Hiroyuki mostrou-se solidário, mas Sanae-san já havia se decidido. De repente, disse em voz alta:

- Eu quero que Hiroyuki-san seja muito feliz! Desejo de coração! E, quando sua esposa chegar, conversem os dois com calma. Afinal, depois de quatro anos vivendo separados, é hora de recomeçar a vida juntos!

Alguns dias depois, Hiroyuki ouviu do zelador do prédio em que Sanae-san morava que ela e seu filho haviam ido passar o período de festas na casa dos pais dela. Ele ficou aliviado, mas com o passar dos dias, começou a sentir solidão.

Hiroyuki trabalhou no Natal e aguardou com ansiedade a noite do dia 31.

Na primeira vez que passou o dia 31 no Japão, ele ligou para a esposa no Brasil, mas devido ao fuso horário, ainda era de manhã lá e ela estava indo ao cabeleireiro, então a conversa acabou em três minutos. Já no ano seguinte ele pôde conversar com o filho. No outro ano, usando o Skype, ele e o filho bateram papo e até se divertiram através do webcam, fazendo caretas e rindo a valer.

Na noite do dia 31 do ano seguinte, porém, ele passou trancado no quarto, quieto. Seu amado filho havia falecido meses antes.

E este ano, Hiroyuki estava ansioso para assistir ao Kohaku Uta Gassen¹, que costumava ver quando estava no Brasil. Sentou-se à frente da televisão, quando, lá fora alguém gritou: “Hiro! Hiro está?”

Abrindo a porta, viu que eram seus colegas Keiji, Toshi e Silva. Visivelmente embriagados, os três convidaram Hiroyuki para sair. O destino era um salão situado no segundo andar de um velho prédio.

Enquanto Hiroyuki estava parado na entrada sem saber o que fazer, seus colegas rumaram para a mesa e começaram a falar ruidosamente com a turma.

Daí a poucos minutos, ouviu-se o ritmo do pandeiro e dançarinas em trajes coloridos entraram sambando. Eram três dançarinas, cujos requebros levaram a plateia ao delírio. Logo em seguida, a dançarina mais clarinha começou a sambar sozinha, gingando e mostrando todo o seu charme. Foi aí que o público aplaudiu ruidosamente pedindo bis.

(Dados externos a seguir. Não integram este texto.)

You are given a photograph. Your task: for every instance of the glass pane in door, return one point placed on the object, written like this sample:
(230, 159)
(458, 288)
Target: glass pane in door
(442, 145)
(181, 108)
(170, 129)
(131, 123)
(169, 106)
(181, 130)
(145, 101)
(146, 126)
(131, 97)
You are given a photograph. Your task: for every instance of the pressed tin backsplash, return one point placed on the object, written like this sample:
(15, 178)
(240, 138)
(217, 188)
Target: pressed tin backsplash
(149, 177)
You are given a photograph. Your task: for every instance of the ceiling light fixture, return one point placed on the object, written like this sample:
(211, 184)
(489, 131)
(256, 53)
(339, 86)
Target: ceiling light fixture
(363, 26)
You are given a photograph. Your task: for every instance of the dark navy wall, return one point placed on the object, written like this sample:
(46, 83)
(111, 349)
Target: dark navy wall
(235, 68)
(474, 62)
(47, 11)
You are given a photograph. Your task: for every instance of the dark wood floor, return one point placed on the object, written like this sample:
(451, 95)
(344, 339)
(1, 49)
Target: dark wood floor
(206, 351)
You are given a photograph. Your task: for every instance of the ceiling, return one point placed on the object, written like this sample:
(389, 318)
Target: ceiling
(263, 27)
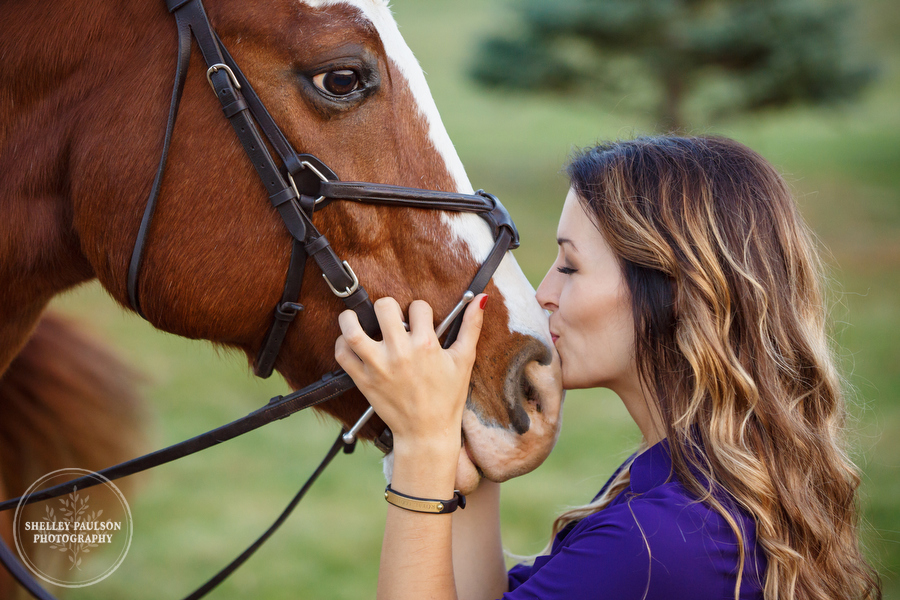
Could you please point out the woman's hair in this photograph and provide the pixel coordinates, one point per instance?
(730, 341)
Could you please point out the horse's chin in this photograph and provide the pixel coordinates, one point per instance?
(467, 474)
(500, 453)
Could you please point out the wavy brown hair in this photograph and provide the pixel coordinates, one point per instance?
(730, 339)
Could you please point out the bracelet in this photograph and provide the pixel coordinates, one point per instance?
(426, 505)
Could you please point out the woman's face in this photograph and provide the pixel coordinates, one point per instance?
(591, 321)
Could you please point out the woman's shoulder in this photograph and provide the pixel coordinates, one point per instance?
(674, 544)
(660, 544)
(666, 516)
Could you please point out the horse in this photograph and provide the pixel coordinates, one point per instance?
(84, 101)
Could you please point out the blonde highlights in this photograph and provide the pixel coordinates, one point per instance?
(731, 341)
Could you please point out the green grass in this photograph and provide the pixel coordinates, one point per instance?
(192, 517)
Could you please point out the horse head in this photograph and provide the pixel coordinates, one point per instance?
(344, 86)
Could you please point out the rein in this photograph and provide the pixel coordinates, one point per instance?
(298, 185)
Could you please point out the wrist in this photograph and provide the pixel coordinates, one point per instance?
(427, 470)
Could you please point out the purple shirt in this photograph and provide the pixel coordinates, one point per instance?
(693, 554)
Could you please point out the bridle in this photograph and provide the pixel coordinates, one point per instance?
(298, 185)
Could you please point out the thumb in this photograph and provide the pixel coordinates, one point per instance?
(470, 330)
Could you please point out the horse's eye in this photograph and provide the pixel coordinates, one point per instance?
(338, 83)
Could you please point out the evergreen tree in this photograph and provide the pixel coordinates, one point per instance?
(768, 52)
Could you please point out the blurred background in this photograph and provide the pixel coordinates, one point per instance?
(823, 108)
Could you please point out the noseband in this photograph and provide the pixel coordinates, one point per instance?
(298, 185)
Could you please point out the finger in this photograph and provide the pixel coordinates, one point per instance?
(470, 330)
(390, 319)
(347, 358)
(353, 333)
(421, 320)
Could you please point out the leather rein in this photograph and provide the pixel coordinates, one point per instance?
(298, 185)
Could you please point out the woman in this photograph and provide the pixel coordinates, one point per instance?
(687, 283)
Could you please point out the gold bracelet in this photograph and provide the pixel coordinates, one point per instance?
(426, 505)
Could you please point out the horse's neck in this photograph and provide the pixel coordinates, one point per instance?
(53, 54)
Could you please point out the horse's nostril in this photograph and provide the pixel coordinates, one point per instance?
(530, 393)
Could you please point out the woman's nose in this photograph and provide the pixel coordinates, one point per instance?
(546, 295)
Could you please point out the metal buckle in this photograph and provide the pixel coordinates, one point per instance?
(228, 70)
(307, 165)
(349, 290)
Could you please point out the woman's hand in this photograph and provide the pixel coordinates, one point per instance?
(417, 388)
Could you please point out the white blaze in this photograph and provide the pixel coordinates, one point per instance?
(525, 316)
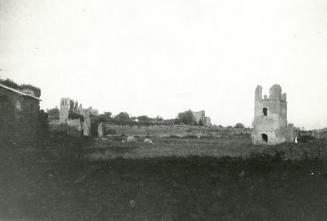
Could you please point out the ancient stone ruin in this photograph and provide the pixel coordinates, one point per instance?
(270, 118)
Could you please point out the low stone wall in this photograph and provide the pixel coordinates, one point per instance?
(177, 130)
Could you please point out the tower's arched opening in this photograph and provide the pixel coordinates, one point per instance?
(264, 111)
(264, 138)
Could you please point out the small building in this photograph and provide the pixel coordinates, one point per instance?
(76, 117)
(19, 116)
(270, 124)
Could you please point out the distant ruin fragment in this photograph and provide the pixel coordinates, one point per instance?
(270, 118)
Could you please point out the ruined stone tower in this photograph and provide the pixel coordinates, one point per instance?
(270, 118)
(65, 107)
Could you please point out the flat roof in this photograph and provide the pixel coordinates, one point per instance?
(19, 92)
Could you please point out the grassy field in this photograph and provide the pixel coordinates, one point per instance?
(240, 182)
(238, 146)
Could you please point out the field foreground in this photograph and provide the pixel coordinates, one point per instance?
(263, 186)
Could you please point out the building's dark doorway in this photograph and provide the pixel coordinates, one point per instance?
(264, 137)
(265, 110)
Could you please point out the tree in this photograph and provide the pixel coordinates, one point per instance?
(186, 117)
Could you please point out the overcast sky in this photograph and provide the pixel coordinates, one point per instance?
(163, 57)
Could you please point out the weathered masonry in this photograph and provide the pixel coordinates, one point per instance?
(19, 114)
(270, 118)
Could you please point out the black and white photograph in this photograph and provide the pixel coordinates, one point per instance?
(152, 110)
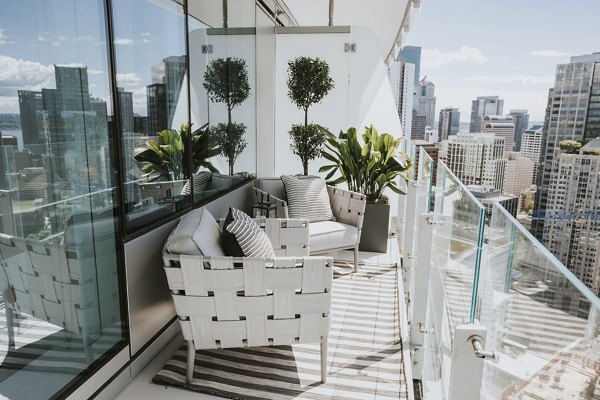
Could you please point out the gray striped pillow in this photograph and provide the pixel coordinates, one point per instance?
(307, 198)
(251, 239)
(200, 182)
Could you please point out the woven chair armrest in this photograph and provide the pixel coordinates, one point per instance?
(348, 207)
(258, 195)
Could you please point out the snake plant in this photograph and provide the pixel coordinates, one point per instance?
(368, 168)
(168, 158)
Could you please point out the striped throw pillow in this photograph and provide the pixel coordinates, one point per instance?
(243, 233)
(200, 182)
(307, 198)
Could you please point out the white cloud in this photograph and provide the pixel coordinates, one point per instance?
(550, 53)
(3, 37)
(128, 79)
(123, 41)
(435, 58)
(512, 79)
(18, 74)
(9, 104)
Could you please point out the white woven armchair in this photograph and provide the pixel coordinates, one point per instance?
(325, 236)
(225, 302)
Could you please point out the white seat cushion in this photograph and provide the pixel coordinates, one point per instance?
(325, 235)
(197, 234)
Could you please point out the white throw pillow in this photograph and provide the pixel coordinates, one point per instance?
(307, 198)
(197, 234)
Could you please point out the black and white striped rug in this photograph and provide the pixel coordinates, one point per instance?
(365, 352)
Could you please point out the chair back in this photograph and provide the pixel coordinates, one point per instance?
(225, 302)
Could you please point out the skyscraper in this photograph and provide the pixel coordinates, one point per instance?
(417, 130)
(572, 113)
(170, 72)
(426, 102)
(126, 110)
(156, 104)
(517, 174)
(412, 55)
(572, 226)
(448, 123)
(31, 104)
(501, 126)
(521, 121)
(482, 106)
(402, 80)
(477, 159)
(531, 145)
(68, 119)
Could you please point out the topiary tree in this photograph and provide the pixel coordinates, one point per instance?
(308, 83)
(226, 81)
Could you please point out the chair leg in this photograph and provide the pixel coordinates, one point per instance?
(323, 359)
(10, 326)
(191, 359)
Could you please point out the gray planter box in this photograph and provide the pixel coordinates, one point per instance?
(375, 229)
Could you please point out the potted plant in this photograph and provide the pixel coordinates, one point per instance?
(308, 83)
(226, 81)
(368, 168)
(167, 159)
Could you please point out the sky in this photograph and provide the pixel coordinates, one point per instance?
(34, 35)
(508, 48)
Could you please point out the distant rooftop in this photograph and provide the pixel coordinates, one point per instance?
(593, 146)
(586, 57)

Ao final da apresentação, cada uma delas falou o seu nome. A mais clarinha disse chamar-se Rose. Foi quando Hiroyuki se sobressaltou, pois Maria do Rosário sempre detestou seu nome e, desde o começo, pediu que a chamasse por Rose. E essa “Rose” estava saindo, quando foi cercada por uma multidão que queria tirar fotos. E enquanto ela fazia pose, Hiroyuki aproveitou para se aproximar-se mais ainda.

Então seus olhos se fixaram na Borboleta e Flor tatuadas no braço direito da jovem. Lembrou que o motivo da primeira briga do casal tinha sido a tatuagem que Rose tinha feito às escondidas, ela que sabia que não podia fazer gastos supérfluos.

Sem mais dúvidas, Hiroyuki abriu caminho, chegou mais perto e estendeu o braço na direção dela, quando um sujeito grandão parecendo ser o empresário segurou-lhe a mão.

Nisto, ela reconheceu Hiroyuki e disse “Pode deixar. É o meu ex”. E apresentou o homem a Hiroyuki: “Este é o Xande, meu empresário e estamos morando junto. Eu tenho mais um lugar para me apresentar. Tchau!”

Vendo a ex-esposa despedir-se apenas com um “Tchau”, Hiroyuki ficou aturdido, mas não demorou a se recompor. Estava pronto para aguardar o dia clarear e começar um novo ano.

Desta vez eu vou ser feliz!

Nota

1. Tradicional programa musical da NHK de encerramento de ano, em que competem o time vermelho (fem.) e o time branco (masc.). 

 

© 2014 Laura Hasegawa

Brasil dekasegi ficção trabalhadores estrangeiros Japão Nikkeis no Japão
Sobre esta série

Em 1988 li uma notícia sobre decasségui e logo pensei: “Isto pode dar uma boa história”. Mas nem imaginei que eu mesma pudesse ser a autora dessa história...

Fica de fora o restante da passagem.